中国农业科学 ›› 2014, Vol. 47 ›› Issue (12): 2374-2383.doi: 10.3864/j.issn.0578-1752.2014.12.010

• 土壤肥料·节水灌溉·农业生态环境 • 上一篇    下一篇

基于可见-近红外光谱变量选择的土壤全氮含量估测研究

 杨梅花1, 2, 赵小敏1, 2, 3, 方倩1, 2, 谢碧裕1, 2   

  1. 1、江西农业大学农学院/教育部作物生理生态与遗传育种重点实验室,南昌 330045;
    2、中国科学院南京土壤研究所/土壤与农业可持续发展国家重点实验室,南京 210008;
    3、南昌师范高等专科学校,南昌 330103
  • 收稿日期:2013-11-24 出版日期:2014-06-15 发布日期:2014-04-23
  • 通讯作者: 赵小敏,E-mail:zhaoxm889@126.com
  • 作者简介:杨梅花,E-mail:727198509@qq.com
  • 基金资助:

    国家自然科学基金(41361039)、土壤与农业可持续发展国家重点实验室开放基金(0812201202)、江西省自然科学基金(20122BAB204012)

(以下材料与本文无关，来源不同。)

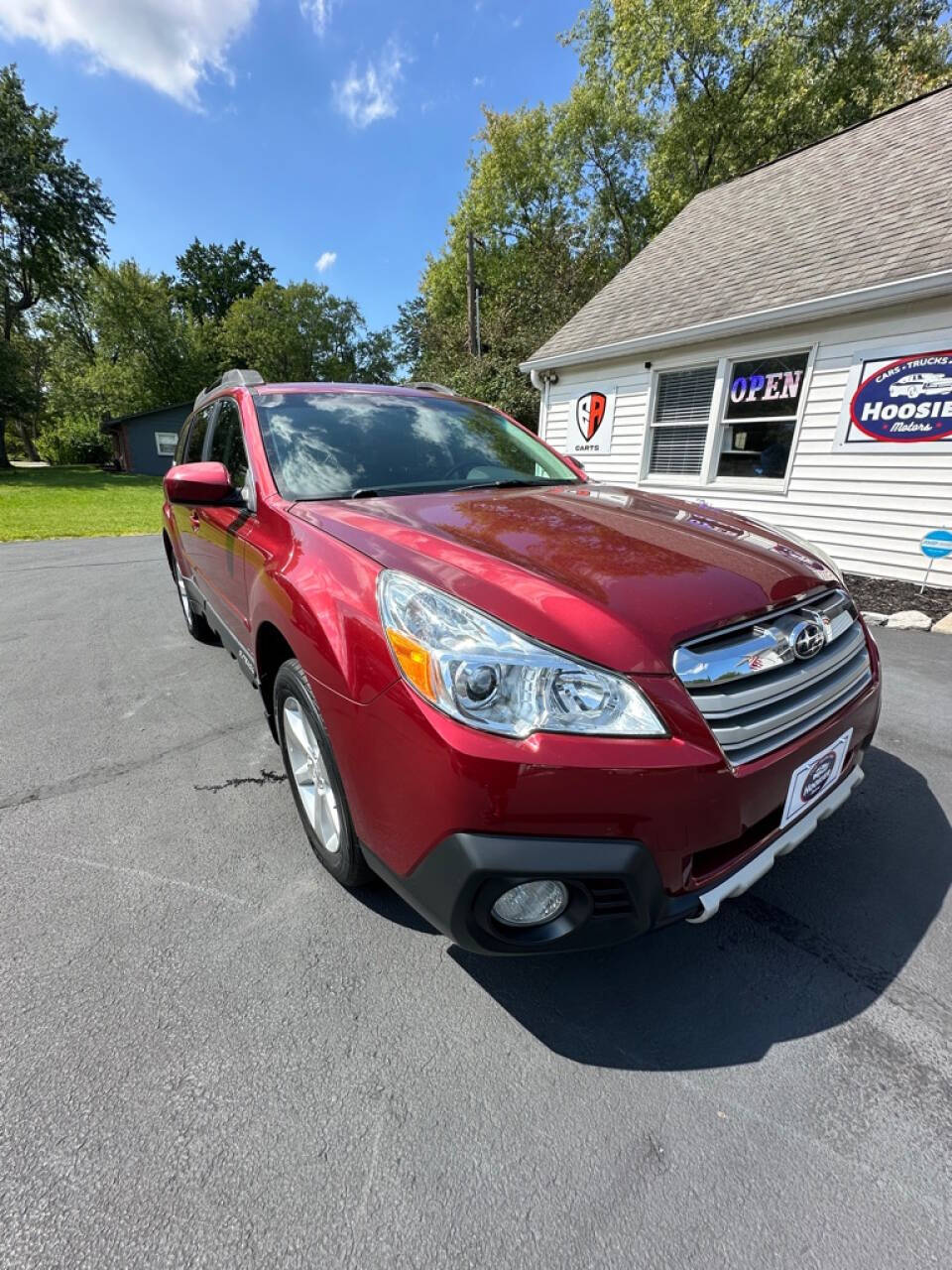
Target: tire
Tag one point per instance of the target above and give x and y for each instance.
(313, 778)
(197, 625)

Study on Soil Total N Estimation by Vis-NIR Spectra with Variable Selection

 YANG  Mei-Hua-1, 2 , ZHAO  Xiao-Min-1, 2 , 3 , FANG  Qian-1, 2 , XIE  Bi-Yu-1, 2   

  1. 1、College of Agronomy, Jiangxi Agricultural University/Key Laboratory of Crop Physiological Ecology and Genetic Breeding, Ministry of Education, Nanchang 330045;
    2、Institute of Soil Science, Chinese Academy of Sciences/The State Key Laboratory of Sustainable Soil and Agricultural Development, Nanjing 210008;
    3、Nanchang Teachers College, Nanchang 330103
  • Received:2013-11-24 Online:2014-06-15 Published:2014-04-23

摘要: 【目的】变量选择是可见光-近红外光谱研究至关重要的步骤,通过分析可见光-近红外光谱不同特征的选择方法筛选出土壤全氮敏感波段,建立基于敏感波段的土壤全氮最佳预测模型,为土壤全氮的快速定量估算提供重要的理论指导依据。【方法】在红壤典型地区江西省吉安县采集代表性土壤样品120个,对可见光-近红外光谱采用主成分分析(PCA)、无信息变量消除(UVE)和无信息变量消除后结合连续投影(UVE-SPA)3种变量特征选择方法,建立基于不同变量选择的偏最小二乘回归(PLSR)模型、最小二乘-支持向量机(LS-SVM)、反向传播神经网络(BPNN)和遗传算法优化的反向传播神经网络(GA-BPNN)模型,从模型对预测集的预测精度分析不同变量选择方法对不同土壤全氮定量估算模型的差异。【结果】经UVE算法筛选后,光谱变量从200个减少至59个,其中可见光波段处10个,其余在近红外光谱的合频区和一倍频区,信息量丰富;进一步采用SPA进行变量选择,得到共线性最小的5个有效波长,分别为820、940、1 040、1 060和1 990nm;基于UVE变量选择建立的PLSR、BPNN、GA-BPNN和LS-SVM模型,经不同的土壤全氮的数据检验,预测精度最高的为LS-SVM,决定系数(R2)、均方根误差(RMSEp)和相对偏差(RPD)分别为0.7492、0.2921和1.8904;基于UVE-SPA特征选择建立的PLSR、BPNN、GA-BPNN和LS-SVM模型对预测集的验证表明,UVE-SPA提取的特征波段建立的LS-SVM建立模型预测效果最好,其建立的LS-SVM定量估算模型预测集的决定系数R2为0.7945,均方根误差RMSEp为0.2499相对偏差RPD为2.0009,模型稳定;基于PCA提取的7个主成分建立的LS-SVM、BPNN和GA-PBNN模型预测性能差,不能用于定量估算土壤全氮。对比相同的变量建立的GA-BPNN和BPNN,GA-BPNN预测性能比BPNN高。【结论】UVE-SPA变量选择方法结合LS-SVM模型能用来估算土壤中的全氮含量,同时UVE-SPA是一种有效的土壤光谱变量选择方法。

关键词: 土壤全氮 , 无信息变量消除(UVE) , 连续投影(SPA) , 偏最小二乘回归(PLSR) , 最小二乘支持向量机(LS-SVM) , 遗传算法优化的反向传播神经网络(GA-BPNN)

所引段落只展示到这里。